Command Line Options

Input and Output

Option	Description
`<audio_file>`	Path to the input audio file
`-o, --output FILE`	Path to save JSON output (default: `<filename>.json`)
`--text-output`	Save transcript to text file (default: `<filename>.txt`)
`--format [TYPE]`	Format for text output: concise, default, extended (default: default)

Model Options

Option	Description
`-m, --model MODEL`	WhisperX model size to use: tiny, base, small, medium, large, large-v2, large-v3 (default: large-v3)
`-d, --device DEVICE`	Device to run on: cpu, cuda, mps (default: cpu)
`-e, --audio-model PATH`	Path to custom audio event detection model
`-t, --threshold FLOAT`	Threshold for audio event detection (default: 0.5)
`--custom-thresholds PATH`	Path to JSON file with custom audio event thresholds

Language Options

Option	Description
`-l, --language LANG`	Language code for transcription: en (English), ko (Korean), zh (Chinese), ja (Japanese), fr (French), de (German), es (Spanish), it (Italian), pt (Portuguese), ru (Russian), and other languages supported by WhisperX (default: en)

Preprocessing Options

Option	Description
`--preprocess`	Preprocess audio (convert format and trim silence)
`--split`	Split long audio into segments
`--split-length SECONDS`	Length of split segments in seconds (default: 30)
`--split-overlap SECONDS`	Overlap between split segments in seconds (default: 5)

Speaker Diarization Options

Option	Description
`--diarize`	Enable SOTA speaker diarization using Silero VAD and WavLM embeddings
`--num-speakers N`	Number of speakers if known (estimated automatically if not provided)

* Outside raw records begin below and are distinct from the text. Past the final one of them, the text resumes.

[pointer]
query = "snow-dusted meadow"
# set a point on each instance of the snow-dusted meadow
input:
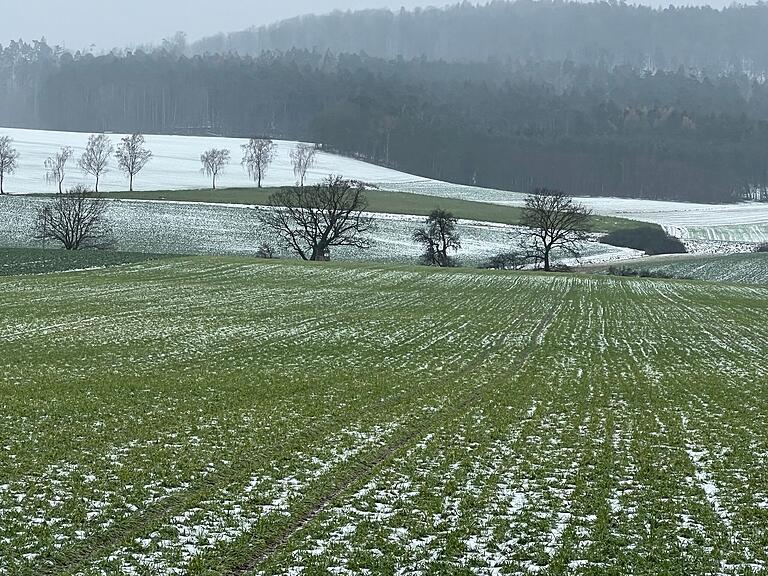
(198, 228)
(206, 415)
(176, 166)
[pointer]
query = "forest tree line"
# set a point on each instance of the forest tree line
(606, 33)
(584, 129)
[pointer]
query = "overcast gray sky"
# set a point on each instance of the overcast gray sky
(110, 23)
(124, 23)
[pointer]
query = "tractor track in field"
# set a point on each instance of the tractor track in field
(366, 468)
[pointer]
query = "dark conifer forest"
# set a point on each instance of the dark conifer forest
(594, 99)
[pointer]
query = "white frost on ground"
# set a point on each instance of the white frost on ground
(176, 166)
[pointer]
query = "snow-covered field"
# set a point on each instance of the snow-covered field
(176, 166)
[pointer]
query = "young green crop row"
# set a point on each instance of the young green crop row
(215, 416)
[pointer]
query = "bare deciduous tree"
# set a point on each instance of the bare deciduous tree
(314, 219)
(553, 221)
(95, 159)
(303, 158)
(8, 159)
(132, 156)
(439, 237)
(75, 218)
(214, 161)
(55, 167)
(257, 156)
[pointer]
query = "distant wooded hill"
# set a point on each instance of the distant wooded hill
(596, 33)
(586, 128)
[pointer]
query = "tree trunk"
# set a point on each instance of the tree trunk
(320, 254)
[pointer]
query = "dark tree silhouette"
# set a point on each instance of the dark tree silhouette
(132, 156)
(214, 161)
(56, 167)
(553, 221)
(314, 219)
(75, 218)
(302, 158)
(439, 237)
(95, 159)
(257, 156)
(8, 159)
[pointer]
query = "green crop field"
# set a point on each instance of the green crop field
(16, 261)
(228, 416)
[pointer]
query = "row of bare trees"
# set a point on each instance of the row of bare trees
(552, 222)
(132, 156)
(312, 220)
(309, 220)
(258, 154)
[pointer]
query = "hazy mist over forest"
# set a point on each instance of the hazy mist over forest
(107, 24)
(594, 98)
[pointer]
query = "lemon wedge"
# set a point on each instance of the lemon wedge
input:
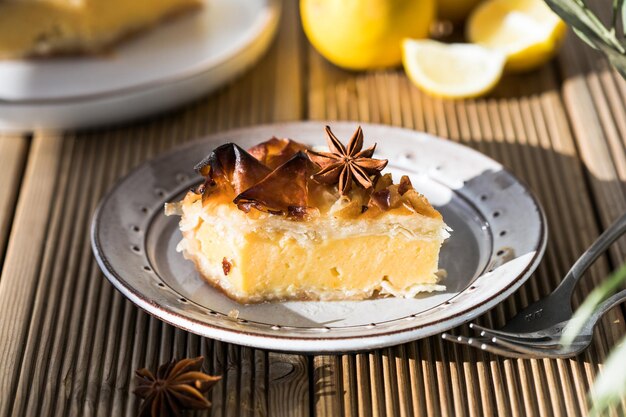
(527, 31)
(452, 70)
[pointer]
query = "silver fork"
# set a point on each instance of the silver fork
(536, 331)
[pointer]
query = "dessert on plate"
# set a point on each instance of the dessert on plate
(282, 221)
(30, 28)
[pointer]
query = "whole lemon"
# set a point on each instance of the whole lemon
(365, 34)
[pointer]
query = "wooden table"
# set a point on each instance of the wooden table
(69, 342)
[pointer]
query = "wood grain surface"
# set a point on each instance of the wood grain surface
(69, 342)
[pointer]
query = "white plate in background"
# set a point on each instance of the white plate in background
(177, 61)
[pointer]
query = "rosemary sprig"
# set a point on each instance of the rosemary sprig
(610, 386)
(590, 28)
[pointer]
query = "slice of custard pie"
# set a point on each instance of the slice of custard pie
(283, 222)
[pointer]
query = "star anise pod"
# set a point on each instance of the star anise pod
(177, 385)
(345, 164)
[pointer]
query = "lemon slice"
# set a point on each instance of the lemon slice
(527, 31)
(452, 70)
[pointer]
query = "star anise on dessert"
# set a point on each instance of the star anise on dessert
(177, 385)
(344, 165)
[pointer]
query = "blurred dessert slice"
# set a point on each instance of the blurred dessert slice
(31, 28)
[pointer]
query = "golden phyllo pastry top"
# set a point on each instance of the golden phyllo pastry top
(286, 178)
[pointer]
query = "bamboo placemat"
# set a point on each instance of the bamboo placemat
(69, 342)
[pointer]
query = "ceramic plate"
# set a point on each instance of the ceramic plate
(498, 239)
(180, 60)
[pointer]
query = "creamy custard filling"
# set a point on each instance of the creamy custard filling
(282, 222)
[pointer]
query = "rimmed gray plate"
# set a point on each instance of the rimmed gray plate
(499, 238)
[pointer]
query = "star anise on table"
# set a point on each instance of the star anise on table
(177, 385)
(344, 165)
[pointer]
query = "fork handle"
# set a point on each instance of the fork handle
(597, 248)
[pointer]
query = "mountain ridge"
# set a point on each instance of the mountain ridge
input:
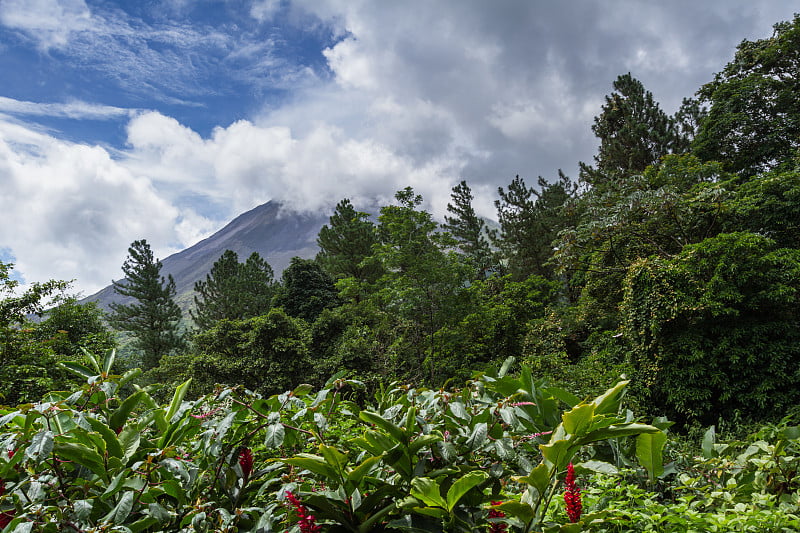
(275, 233)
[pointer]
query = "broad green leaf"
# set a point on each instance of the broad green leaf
(358, 473)
(275, 435)
(463, 485)
(129, 439)
(709, 439)
(120, 512)
(608, 402)
(427, 491)
(314, 463)
(110, 437)
(302, 390)
(578, 419)
(120, 416)
(82, 455)
(108, 361)
(612, 432)
(77, 368)
(539, 477)
(516, 509)
(390, 428)
(336, 459)
(177, 399)
(649, 447)
(477, 437)
(40, 447)
(601, 467)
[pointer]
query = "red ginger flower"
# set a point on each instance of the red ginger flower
(497, 527)
(246, 462)
(307, 522)
(572, 496)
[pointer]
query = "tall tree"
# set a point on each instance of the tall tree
(753, 123)
(305, 290)
(530, 220)
(634, 133)
(233, 290)
(153, 318)
(467, 228)
(346, 245)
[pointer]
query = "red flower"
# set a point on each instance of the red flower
(306, 521)
(572, 496)
(246, 462)
(497, 527)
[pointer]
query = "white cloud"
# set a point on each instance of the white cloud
(50, 22)
(74, 110)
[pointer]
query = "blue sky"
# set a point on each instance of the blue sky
(164, 119)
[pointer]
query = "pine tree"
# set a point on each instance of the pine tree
(467, 228)
(634, 133)
(346, 245)
(154, 316)
(233, 290)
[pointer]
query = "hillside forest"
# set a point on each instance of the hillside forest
(667, 270)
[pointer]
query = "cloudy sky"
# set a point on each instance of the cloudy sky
(164, 119)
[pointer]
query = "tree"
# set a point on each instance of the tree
(753, 123)
(634, 133)
(468, 229)
(154, 316)
(713, 331)
(346, 245)
(305, 290)
(530, 221)
(233, 290)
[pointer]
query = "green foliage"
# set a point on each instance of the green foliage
(153, 316)
(266, 354)
(468, 229)
(713, 330)
(753, 123)
(233, 290)
(346, 245)
(634, 133)
(305, 290)
(529, 221)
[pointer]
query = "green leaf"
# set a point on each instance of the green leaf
(108, 361)
(275, 435)
(358, 473)
(578, 419)
(110, 437)
(516, 509)
(120, 512)
(40, 447)
(390, 428)
(177, 399)
(463, 485)
(77, 368)
(427, 491)
(709, 439)
(120, 415)
(608, 402)
(477, 437)
(314, 463)
(615, 431)
(336, 459)
(82, 455)
(649, 448)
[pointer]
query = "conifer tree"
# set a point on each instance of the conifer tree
(153, 318)
(233, 290)
(634, 133)
(346, 245)
(467, 228)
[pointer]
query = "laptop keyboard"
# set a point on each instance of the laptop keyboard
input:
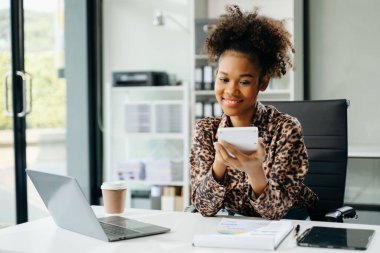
(114, 232)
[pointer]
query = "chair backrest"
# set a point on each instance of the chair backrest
(324, 126)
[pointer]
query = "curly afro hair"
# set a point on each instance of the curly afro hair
(260, 37)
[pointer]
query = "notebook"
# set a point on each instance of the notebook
(70, 210)
(245, 234)
(340, 238)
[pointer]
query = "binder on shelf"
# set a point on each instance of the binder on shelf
(208, 77)
(199, 112)
(155, 197)
(207, 109)
(137, 118)
(198, 78)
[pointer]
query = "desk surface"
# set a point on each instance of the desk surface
(44, 236)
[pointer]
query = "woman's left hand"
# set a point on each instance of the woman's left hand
(251, 163)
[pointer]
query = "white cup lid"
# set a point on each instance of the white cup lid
(115, 185)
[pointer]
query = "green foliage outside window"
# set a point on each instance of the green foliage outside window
(48, 91)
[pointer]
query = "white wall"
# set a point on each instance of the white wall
(133, 43)
(77, 92)
(345, 61)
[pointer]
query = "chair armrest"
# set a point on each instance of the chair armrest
(341, 213)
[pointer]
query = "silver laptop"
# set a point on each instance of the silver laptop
(70, 210)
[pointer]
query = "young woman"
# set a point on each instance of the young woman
(249, 50)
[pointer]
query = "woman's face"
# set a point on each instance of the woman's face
(237, 84)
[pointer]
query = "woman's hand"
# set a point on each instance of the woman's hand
(250, 163)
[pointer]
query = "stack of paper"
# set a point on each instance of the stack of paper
(246, 234)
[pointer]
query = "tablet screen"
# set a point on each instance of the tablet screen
(342, 238)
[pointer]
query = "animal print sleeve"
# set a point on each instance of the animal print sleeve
(207, 195)
(286, 167)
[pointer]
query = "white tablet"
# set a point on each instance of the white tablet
(243, 138)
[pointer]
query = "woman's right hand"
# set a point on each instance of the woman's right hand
(219, 166)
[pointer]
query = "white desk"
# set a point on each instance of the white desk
(44, 236)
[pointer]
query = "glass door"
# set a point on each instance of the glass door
(7, 164)
(43, 96)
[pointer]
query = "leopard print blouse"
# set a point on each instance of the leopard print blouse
(285, 166)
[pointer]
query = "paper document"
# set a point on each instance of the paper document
(245, 234)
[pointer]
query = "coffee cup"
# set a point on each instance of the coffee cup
(114, 194)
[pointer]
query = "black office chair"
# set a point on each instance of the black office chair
(324, 126)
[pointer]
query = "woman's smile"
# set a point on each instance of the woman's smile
(231, 102)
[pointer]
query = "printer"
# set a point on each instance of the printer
(140, 78)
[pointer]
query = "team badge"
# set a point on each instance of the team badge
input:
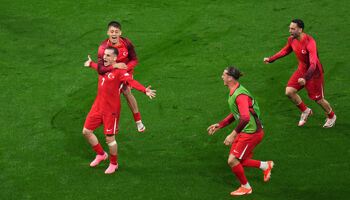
(110, 76)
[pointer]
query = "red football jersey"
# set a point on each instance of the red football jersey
(126, 55)
(109, 86)
(306, 52)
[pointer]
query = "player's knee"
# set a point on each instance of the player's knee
(110, 139)
(233, 161)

Audio Event Detection Options

Option	Description
`--deep-detect`	Enable multi-scale audio event detection with parallel window sizes for better paralinguistic detection
`--deep-detect-scales {1,2,3}`	Number of scales to use for deep detection (default: 3, fewer scales = faster processing)
`--deep-detect-window-sizes SIZES`	Comma-separated list of window sizes in seconds for deep detection (default: 0.2,1.0,2.5)
`--deep-detect-hop-sizes SIZES`	Comma-separated list of hop sizes in seconds for deep detection (default: 0.1,0.5,1.0)
`--deep-detect-parallel`	Use parallel processing for multi-scale detection (automatically enables –deep-detect)
`--deep-detect-progress`	Show detailed progress bars for deep detection processing

Miscellaneous

Option	Description
`--version`	Show SONATA version and exit
`--help`	Show help message and exit

Examples

Basic Transcription

sonata-asr recording.wav

Using GPU with a Specific Model

sonata-asr recording.wav --device cuda --model medium

Transcribing Non-English Audio

sonata-asr korean_speech.mp3 --language ko

With Speaker Diarization

sonata-asr interview.wav --diarize --num-speakers 3

Enhanced Audio Event Detection

sonata-asr podcast.wav --deep-detect --deep-detect-parallel

Preprocessing Long Audio

sonata-asr long_podcast.mp3 --preprocess --split --split-length 60 --split-overlap 10

Customizing Output

sonata-asr meeting.wav --output meeting_data.json --text-output --format extended

Adjusting Detection Sensitivity

sonata-asr comedy_show.wav --threshold 0.2

Lower threshold values will detect more audio events but may increase false positives.

Exit Codes

0: Success
1: Invalid arguments or file not found
2: Processing error

Advanced Examples

# Using custom audio event thresholds
sonata-asr audio.wav --custom-thresholds thresholds.json

# Deep detection with custom settings
sonata-asr interview.wav --deep-detect --deep-detect-scales 2 --deep-detect-window-sizes 0.5,2.0 --deep-detect-hop-sizes 0.2,1.0

# Combining multiple options
sonata-asr audio.mp3 --language ko --device cuda --diarize --num-speakers 2 --deep-detect --custom-thresholds custom_thresholds.json

Note: Speaker diarization works with all supported languages. The language option affects only the transcription part, not the speaker identification.